U.S. lawmakers propose federal task force for crypto crime coordination
As digital asset theft and fraud continue to generate heavy losses in the U.S., lawmakers are pushing a bill that would centralize coordination of cryptocurrency crime investigations under the Department of Justice. The proposal is designed to align federal, state and local enforcement efforts while stopping short of creating new crypto market regulations or criminal offenses.
Highlights
- Representatives Lance Gooden and Josh Gottheimer introduced legislation to create a Justice Department-led federal task force coordinating crypto crime enforcement among the FBI, Homeland Security Investigations, and FinCEN.
- The proposed bill mandates best practices for evidence collection, blockchain forensics, asset tracing, victim support, and annual congressional reporting, without expanding regulatory authority or creating new offenses.
- Americans reported more than $11 billion in crypto-related losses in 2024 according to the FBI, while hackers stole $630 million in April 2025, the highest monthly total since February 2025, amid rising adoption of AI-powered blockchain investigative tools.
Justice-led framework for crypto investigations
As reported by Gooden.house.gov, the legislation introduced by Representative Lance Gooden and Representative Josh Gottheimer would make the Justice Department the lead federal coordinator for probes into cryptocurrency theft, scams and related digital asset crimes. The task force would bring together agencies including the FBI, Homeland Security Investigations and the Treasury Department's Financial Crimes Enforcement Network.The bill directs the group to establish best practices for evidence collection, blockchain forensics, asset tracing and victim support. It also calls for training and technical assistance for state and local law enforcement agencies, while requiring annual reports to Congress on emerging threats, enforcement challenges and possible policy recommendations.
The measure also sets boundaries on the federal role. It says the task force would not create new regulations for cryptocurrency markets, expand agency authority or introduce new criminal offenses, focusing instead on better coordination among agencies already responsible for financial crime investigations, including cross-border work with international law enforcement partners.
Rising losses and new investigative tools
Pressure for a more coordinated response comes as crypto-related losses remain elevated. The FBI's 2025 Internet Crime Report says Americans reported more than $11 billion in crypto-related losses last year, underscoring the scale of fraud and theft facing the sector.At the same time, blockchain intelligence companies are rolling out artificial intelligence tools aimed at helping investigators follow stolen funds and detect illicit activity. In March, TRM Labs launched Co-Case Agent, which it says can trace fund flows, audit blockchain transaction graphs and suggest investigative steps from natural language prompts.
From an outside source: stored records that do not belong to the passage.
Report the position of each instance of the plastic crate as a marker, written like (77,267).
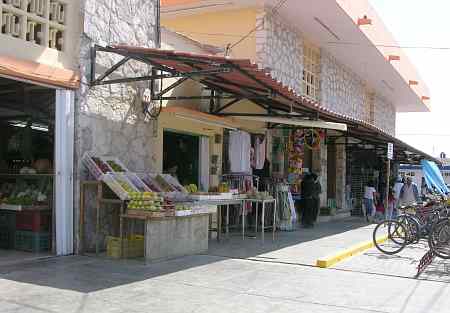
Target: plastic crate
(7,220)
(36,221)
(133,247)
(6,238)
(32,241)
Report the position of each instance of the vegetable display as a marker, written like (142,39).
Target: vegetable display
(115,167)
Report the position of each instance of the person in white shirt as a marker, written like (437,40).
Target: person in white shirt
(397,189)
(369,196)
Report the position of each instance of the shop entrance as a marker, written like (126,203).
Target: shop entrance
(36,148)
(181,156)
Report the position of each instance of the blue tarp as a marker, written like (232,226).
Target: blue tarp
(433,177)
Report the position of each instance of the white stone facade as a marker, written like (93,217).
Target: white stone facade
(279,48)
(342,91)
(109,119)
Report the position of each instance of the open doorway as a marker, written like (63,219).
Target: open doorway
(27,150)
(181,156)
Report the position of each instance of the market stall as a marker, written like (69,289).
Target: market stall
(176,217)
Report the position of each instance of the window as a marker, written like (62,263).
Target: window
(311,71)
(41,22)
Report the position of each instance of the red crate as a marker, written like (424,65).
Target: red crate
(36,221)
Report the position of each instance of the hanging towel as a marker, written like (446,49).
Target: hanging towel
(239,152)
(260,153)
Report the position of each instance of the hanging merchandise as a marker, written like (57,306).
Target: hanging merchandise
(296,148)
(239,152)
(260,153)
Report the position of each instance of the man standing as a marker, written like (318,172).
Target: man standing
(307,191)
(409,193)
(397,189)
(317,190)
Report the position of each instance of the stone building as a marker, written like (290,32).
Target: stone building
(323,51)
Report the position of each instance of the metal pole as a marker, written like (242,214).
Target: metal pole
(388,175)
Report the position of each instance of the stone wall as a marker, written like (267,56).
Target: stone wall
(342,90)
(279,47)
(384,115)
(109,119)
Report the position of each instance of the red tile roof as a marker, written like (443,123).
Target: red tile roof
(246,79)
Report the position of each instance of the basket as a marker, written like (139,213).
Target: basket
(133,247)
(32,241)
(36,221)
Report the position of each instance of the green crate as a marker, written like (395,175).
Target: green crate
(7,220)
(32,241)
(6,238)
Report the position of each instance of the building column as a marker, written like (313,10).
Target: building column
(341,173)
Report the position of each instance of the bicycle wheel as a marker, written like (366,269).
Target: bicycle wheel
(412,228)
(390,237)
(439,239)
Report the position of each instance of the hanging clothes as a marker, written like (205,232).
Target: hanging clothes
(239,152)
(260,153)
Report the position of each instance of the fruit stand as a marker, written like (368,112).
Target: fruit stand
(165,206)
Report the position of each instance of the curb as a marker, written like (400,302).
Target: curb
(347,253)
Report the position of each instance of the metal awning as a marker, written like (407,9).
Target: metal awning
(296,122)
(239,79)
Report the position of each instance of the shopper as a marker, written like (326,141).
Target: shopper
(390,212)
(317,190)
(397,189)
(409,193)
(369,196)
(307,192)
(423,189)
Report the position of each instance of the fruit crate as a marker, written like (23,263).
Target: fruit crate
(7,220)
(33,220)
(114,164)
(116,181)
(137,182)
(133,247)
(7,238)
(32,241)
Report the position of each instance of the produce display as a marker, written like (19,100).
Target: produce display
(101,165)
(146,201)
(192,188)
(24,193)
(115,167)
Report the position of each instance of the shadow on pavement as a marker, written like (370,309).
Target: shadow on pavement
(87,274)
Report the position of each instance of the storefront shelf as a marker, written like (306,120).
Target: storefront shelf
(32,241)
(36,221)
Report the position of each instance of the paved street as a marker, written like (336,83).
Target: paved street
(208,283)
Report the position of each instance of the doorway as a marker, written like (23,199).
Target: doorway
(36,161)
(181,156)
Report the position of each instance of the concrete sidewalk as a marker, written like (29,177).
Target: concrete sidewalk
(209,284)
(303,246)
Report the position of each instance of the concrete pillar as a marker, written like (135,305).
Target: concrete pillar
(341,173)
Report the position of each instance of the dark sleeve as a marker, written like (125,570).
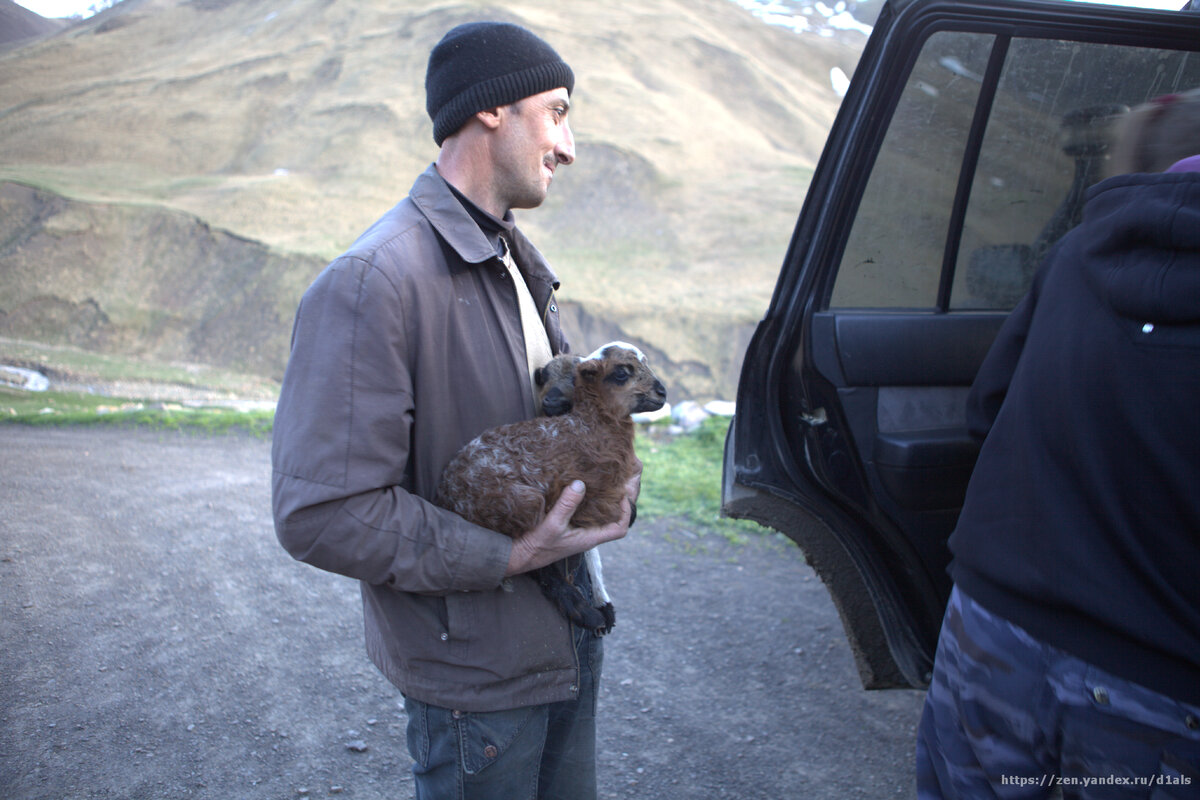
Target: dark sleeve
(995,374)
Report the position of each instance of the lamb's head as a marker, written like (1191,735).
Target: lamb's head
(556,385)
(621,374)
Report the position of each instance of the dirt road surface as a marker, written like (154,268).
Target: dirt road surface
(156,642)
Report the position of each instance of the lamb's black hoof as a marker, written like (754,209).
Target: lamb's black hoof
(610,619)
(574,605)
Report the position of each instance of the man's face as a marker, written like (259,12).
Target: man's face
(535,139)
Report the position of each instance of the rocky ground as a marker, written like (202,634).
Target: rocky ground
(156,642)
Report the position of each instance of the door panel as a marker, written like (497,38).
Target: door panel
(963,151)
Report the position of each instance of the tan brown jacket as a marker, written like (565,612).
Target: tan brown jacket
(403,349)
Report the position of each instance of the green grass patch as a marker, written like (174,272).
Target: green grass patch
(55,408)
(682,479)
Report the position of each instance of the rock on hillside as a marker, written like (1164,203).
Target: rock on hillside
(293,126)
(19,24)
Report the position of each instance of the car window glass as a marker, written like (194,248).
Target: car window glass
(1044,144)
(893,257)
(1048,137)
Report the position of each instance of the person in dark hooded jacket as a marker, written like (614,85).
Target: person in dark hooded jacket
(1069,654)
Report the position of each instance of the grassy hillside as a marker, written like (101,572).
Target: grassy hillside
(214,154)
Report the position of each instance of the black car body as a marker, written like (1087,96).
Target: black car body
(961,151)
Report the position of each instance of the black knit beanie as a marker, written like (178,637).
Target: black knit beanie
(486,65)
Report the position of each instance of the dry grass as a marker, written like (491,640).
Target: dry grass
(299,125)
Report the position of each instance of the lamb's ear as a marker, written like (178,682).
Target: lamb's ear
(589,371)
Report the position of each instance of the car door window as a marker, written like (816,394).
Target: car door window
(971,185)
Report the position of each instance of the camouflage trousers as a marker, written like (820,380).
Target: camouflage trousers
(1009,716)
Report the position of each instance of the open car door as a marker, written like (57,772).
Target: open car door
(961,151)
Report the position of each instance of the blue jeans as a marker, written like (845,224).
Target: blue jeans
(540,752)
(1009,716)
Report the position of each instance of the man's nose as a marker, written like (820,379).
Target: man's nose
(565,149)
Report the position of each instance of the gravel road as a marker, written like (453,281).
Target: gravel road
(156,642)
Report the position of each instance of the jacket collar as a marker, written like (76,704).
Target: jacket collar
(432,196)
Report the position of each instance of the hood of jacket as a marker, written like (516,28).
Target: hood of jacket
(1143,234)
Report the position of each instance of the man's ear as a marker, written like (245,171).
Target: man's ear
(490,118)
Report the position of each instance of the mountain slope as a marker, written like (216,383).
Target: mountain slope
(298,124)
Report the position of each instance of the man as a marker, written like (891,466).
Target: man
(1069,655)
(405,348)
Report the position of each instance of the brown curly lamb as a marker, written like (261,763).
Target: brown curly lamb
(508,477)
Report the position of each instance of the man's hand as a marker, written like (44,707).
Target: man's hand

Chainalysis announced similar blockchain intelligence agents later in March and says the tools are due to be rolled out over the summer for investigations and compliance work. The company says the products are intended to help users trace funds and gather intelligence as crypto criminals increasingly use AI to expand their operations.
The push for stronger investigative capacity also follows fresh losses across the market. According to DeFiLlama, hackers steal roughly $630 million in April alone, marking the sector's biggest monthly loss total since February 2025.